The hunt for p-values less than 0.05 has left many of science’s roadways riddled with potholes.
More than 50% of them in the biomedical literature are wrong, according to one reckoning, maybe 30% or more wherever it’s used, according to another. It’s high, but we can’t know for sure how high, according to a third. It’s definitely part of the reason more than half of studies in psychology can’t be replicated. And the lowest estimate of wrong-ness I’ve seen is 14% in biomedical research – which is still pretty high. (Details here, here, and here.)
The American Statistical Association (ASA) is trying to stem the tide of misuse and misinterpretation. They issued a statement on p-values this year. It’s the first time they ever took a position on a statistical practice.

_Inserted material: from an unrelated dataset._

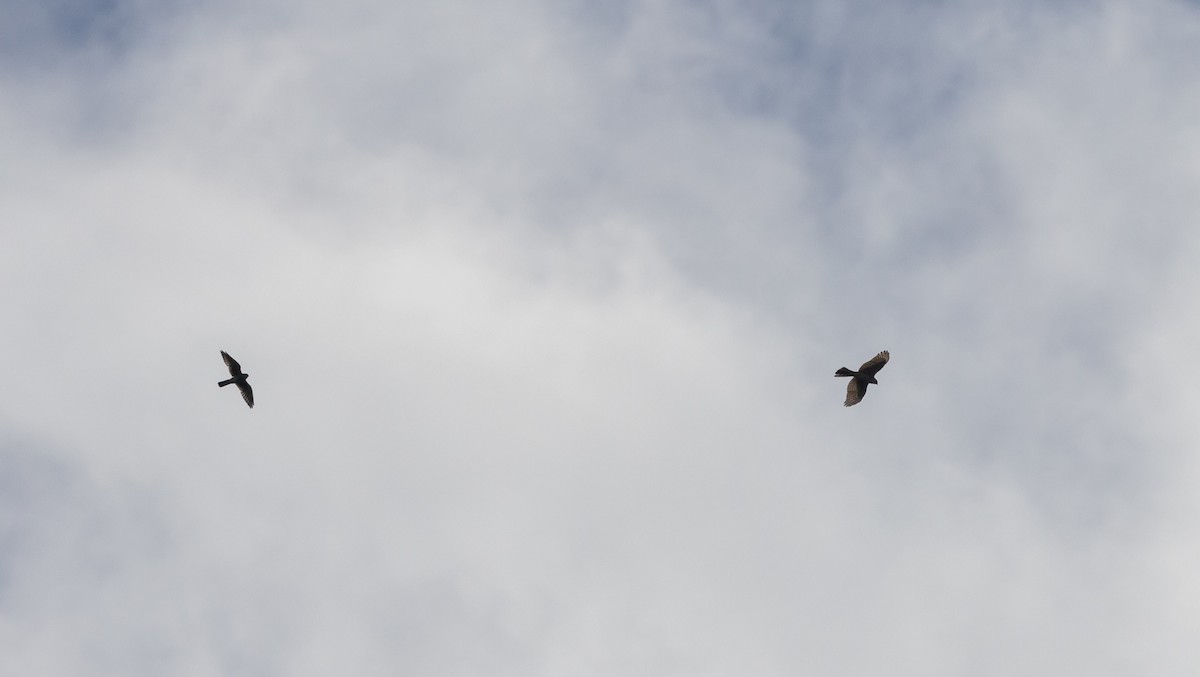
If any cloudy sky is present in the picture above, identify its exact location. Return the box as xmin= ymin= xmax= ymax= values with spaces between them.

They did so because, they said, it’s an important cause of science’s reproducibility crisis.
Perhaps the ASA’s intervention will help stop the p-value’s seemingly unstoppable advance in the sciences. In psychology, according to a study by Hubbard and Ryan in 2000, statistical hypothesis testing – testing that calculates statistical significance – was being used by around 17% of studies in major journals in the 1920s. It pretty much exploded in the 1940s and 1950s, spreading to 85% of studies by 1960, and passing 90% in the 1970s.
How did this get so out of hand? Hubbard and Ryan argue it’s because the p-value was simple and appealing for researchers, and there was “widespread unawareness” of the test’s limitations. There is no simple alternative to replace it with, and some argued for it fiercely. So it was easier to let it take over than fight it. Hubbard and Ryan call out “the failure of professional statisticians to effectively assist in debunking the appeal of these tests”.
The ASA takes a similar line: the “bright line” of p-values at 0.05 is taught because the scientific community and journals use it so much. And they use it so much because that’s what they’re taught.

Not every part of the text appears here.